"Melukis Senja di kala Fajar"
Begitu judul yang kau sematkan pada hari sabtu berpuisi kemarin. Tak ada yang curiga dari mana kau dapatkan rangkaian anggun kalimat itu. Tak ada satu pun.
Namun, aku tau. Karena aku duduk di tempat persembunyianku, mencari-cari senja. Memandang dalam diam ke arah bayang kaki senja dengan ragu. Awalnya ku tak terusik. Ahh, mungkin benar ini senja, begitu pikirku. Aku yakin, senja kan ada di Barat dan sekarang aku ada di Barat.
"Kau tiup kebencian pagi dalam nadi yang jingga."
Kau ucapkan kalimat itu. Berhasil membuatku menoleh ke arahmu. Kemudian berjingkat-jingkat masuk ke pintumu. Mengintip isi fikirmu.
"Katanya kau Senja, tapi kenapa datang saat Fajar?"
Lagi, kalimat itu menggema hampa. Membuatku makin gelisah tak keruan. Apa sih yang kau fikirkan?
Satu menit. Sepuluh menit. Dua puluh menit. Dan menit-menit berikutnya kamu tetap bergeming. Kaku serupa pohon tak bernyawa disebelahmu.
Ahh, tak ada lanjutan. Barangkali kau hanya sekedar mengusir bosan bukan buntu. Aku bersiap melangkah pergi saat kau mulai mencari-cariku. Tok tok. Kau mengetuk pintu milikmu sendiri? Aneh. Kan aku yang tamu disini -tamu yang tak diundang lebih tepatnya, dan kau tuan rumah. Mengapa mengetuk pintu di rumah sendiri seperti tamu?
Lalu ketukan terhenti. Ahh mungkin suara tadi hanya ilusi saja. Tak lain dan tak bukan hanya rekaan. Oke, kali ini aku akan pergi - dan harus benar-benar pergi.
Ku sentuh dinding-dinding rapuh ini sepanjang jalan menuju gagang pintu. Gelap dan pengap. Saat ingin menggapainya, tapi ia malah pergi menjauh. Lagi, ini mungkin hanya ilusi. Aku berjalan cepat, gagang pintu semakin menjauh.
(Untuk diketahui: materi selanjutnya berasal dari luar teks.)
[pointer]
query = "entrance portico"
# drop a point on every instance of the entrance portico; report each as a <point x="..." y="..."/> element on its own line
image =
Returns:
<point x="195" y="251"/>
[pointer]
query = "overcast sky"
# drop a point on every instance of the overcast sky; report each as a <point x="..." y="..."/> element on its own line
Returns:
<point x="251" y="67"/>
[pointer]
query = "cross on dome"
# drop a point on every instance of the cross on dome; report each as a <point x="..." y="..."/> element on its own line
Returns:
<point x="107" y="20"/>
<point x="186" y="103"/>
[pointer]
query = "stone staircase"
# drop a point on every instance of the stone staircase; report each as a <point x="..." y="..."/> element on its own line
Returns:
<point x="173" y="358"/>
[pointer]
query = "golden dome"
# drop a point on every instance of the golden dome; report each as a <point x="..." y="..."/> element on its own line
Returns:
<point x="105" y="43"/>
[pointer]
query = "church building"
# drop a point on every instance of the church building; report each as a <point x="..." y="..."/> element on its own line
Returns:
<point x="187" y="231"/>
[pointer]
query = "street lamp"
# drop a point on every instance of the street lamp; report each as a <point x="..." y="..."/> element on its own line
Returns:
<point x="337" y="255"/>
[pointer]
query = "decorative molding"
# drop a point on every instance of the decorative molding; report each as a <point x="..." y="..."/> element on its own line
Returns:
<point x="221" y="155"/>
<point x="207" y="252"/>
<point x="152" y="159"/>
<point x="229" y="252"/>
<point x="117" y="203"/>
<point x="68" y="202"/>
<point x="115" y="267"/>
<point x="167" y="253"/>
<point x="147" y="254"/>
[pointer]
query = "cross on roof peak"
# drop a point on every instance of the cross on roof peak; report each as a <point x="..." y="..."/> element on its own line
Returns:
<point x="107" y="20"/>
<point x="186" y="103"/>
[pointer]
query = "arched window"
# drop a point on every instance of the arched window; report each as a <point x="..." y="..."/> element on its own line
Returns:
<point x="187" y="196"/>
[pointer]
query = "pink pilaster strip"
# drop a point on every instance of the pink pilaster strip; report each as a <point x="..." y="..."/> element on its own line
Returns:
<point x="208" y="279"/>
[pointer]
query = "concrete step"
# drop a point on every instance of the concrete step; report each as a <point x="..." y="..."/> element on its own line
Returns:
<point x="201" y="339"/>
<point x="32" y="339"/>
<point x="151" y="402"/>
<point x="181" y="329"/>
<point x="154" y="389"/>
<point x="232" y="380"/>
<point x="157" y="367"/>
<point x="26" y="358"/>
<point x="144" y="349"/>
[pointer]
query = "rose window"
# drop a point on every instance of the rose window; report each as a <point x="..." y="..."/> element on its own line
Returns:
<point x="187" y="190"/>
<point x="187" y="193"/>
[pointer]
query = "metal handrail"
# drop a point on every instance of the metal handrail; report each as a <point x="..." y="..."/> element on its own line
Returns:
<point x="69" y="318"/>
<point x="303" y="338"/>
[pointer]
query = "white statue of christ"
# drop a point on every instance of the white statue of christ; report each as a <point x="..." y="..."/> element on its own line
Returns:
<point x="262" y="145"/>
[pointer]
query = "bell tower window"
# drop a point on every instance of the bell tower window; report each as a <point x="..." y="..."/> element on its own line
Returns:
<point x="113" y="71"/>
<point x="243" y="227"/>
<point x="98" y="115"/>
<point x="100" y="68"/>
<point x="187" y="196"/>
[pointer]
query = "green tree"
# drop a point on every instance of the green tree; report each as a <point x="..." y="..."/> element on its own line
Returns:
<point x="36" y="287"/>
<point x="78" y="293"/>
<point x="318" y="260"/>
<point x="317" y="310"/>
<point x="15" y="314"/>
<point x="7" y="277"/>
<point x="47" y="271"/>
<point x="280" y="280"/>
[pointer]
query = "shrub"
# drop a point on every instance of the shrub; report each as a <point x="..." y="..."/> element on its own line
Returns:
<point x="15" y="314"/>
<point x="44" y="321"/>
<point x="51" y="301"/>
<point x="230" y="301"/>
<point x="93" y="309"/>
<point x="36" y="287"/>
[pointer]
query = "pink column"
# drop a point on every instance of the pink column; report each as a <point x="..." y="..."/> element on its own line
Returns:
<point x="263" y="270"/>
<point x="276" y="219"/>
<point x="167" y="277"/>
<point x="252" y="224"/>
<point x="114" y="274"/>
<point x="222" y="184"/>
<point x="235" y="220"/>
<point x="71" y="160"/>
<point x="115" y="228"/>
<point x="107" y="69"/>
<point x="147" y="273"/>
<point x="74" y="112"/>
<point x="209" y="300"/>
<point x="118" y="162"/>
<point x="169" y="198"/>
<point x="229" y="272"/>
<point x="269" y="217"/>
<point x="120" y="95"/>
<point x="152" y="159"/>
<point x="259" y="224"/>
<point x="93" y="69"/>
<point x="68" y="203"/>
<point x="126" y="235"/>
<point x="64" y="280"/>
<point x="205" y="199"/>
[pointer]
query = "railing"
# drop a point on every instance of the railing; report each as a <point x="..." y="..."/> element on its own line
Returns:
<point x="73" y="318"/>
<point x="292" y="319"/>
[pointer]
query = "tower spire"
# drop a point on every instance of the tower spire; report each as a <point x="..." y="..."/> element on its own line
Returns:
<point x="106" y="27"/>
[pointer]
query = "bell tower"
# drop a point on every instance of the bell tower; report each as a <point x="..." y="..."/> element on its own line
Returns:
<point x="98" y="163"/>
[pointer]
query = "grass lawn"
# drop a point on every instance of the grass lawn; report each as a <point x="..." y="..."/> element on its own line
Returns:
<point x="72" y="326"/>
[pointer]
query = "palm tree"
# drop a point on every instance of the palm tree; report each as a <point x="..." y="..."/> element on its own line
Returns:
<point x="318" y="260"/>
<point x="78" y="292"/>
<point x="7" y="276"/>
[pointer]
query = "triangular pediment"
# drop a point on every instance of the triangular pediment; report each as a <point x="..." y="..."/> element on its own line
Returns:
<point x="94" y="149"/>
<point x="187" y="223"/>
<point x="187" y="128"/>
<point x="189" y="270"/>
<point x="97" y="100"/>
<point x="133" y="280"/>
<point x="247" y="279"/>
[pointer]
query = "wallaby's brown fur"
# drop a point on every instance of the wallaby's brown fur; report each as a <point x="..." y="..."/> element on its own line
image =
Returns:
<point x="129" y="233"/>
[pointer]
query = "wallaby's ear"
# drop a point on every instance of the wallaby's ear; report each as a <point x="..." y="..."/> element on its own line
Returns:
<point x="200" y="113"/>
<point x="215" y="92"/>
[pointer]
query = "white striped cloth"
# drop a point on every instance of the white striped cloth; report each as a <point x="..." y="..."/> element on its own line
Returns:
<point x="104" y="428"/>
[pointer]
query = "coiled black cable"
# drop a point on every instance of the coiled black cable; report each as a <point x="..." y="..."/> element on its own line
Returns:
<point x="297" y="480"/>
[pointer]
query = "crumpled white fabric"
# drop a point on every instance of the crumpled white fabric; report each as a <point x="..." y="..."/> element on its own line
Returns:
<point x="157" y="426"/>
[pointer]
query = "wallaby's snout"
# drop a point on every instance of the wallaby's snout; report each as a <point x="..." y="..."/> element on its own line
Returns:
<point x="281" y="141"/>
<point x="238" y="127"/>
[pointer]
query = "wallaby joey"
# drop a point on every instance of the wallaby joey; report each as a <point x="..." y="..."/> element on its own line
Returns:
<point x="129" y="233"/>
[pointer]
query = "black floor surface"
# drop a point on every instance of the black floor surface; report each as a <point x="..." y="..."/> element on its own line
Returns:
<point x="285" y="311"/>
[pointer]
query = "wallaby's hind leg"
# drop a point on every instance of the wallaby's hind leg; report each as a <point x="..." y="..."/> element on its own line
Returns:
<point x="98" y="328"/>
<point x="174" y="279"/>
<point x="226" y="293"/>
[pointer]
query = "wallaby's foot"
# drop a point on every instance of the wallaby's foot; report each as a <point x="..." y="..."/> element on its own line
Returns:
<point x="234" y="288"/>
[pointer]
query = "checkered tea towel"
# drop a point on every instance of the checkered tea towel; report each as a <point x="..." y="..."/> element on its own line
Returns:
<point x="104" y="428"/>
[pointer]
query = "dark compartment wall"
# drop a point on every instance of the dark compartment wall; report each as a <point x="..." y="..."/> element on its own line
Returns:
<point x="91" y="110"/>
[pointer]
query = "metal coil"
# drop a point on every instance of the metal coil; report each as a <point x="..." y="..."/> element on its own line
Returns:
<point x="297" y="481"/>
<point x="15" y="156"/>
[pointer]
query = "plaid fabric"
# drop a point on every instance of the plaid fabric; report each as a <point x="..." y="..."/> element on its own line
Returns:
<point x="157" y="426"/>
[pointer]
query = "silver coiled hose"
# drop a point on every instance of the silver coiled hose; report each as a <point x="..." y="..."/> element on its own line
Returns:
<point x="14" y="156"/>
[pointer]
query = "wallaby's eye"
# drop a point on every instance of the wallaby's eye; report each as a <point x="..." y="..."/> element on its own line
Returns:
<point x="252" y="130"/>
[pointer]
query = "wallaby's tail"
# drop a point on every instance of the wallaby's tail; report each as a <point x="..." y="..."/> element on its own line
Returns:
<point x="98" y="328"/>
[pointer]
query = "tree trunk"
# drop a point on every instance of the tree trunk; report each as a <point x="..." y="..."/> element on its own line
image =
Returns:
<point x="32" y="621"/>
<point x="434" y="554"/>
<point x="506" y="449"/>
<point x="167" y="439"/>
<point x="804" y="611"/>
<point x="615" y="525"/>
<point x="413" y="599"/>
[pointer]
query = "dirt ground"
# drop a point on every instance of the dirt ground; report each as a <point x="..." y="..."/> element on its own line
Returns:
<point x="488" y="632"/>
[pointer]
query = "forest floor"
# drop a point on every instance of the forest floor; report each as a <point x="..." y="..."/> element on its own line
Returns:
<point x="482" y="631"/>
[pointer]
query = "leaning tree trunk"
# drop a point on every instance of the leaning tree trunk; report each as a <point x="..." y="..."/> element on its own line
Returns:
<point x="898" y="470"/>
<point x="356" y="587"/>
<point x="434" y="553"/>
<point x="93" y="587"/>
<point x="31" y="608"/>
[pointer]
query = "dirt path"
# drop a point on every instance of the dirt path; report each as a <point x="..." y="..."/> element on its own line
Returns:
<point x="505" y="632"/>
Ku berlari, gagang pintu makin mengecil di kejauhan. Aku panik! Hey hey! Kenapa pergi?!
"Kenapa datang tanpa mengetuk?"
Kau berbicara padaku? Aku gagap. Tak ada satu katapun yang terucap. Lagi, ini mungkin hanya ilusi.
"Terketuk ku ketuk. Terperangkap. Kau ku tangkap."
Hah! Diriku kaku. Tiap tarikan nafas, tubuhku mati rasa. Aku sesak. Aku ingin pergi. Aku tak ingin disini.
"Kau datang menghidangkan wangi indahmu untuk Sang Fajar hirup. Titah sabda Sang Fajar kau abaikan."
Senja tak lagi tampak, ia memudar hingga menjadi kelam, terganti oleh fajar dengan kilauan cahaya yang datang perlahan.
"Abadilah dirimu. Ku kenang kau di kala Fajar dalam guratan penjara kanvas, wahai Senja."
Lalu tak ada lagi kata. Tak ada lagi kalimat.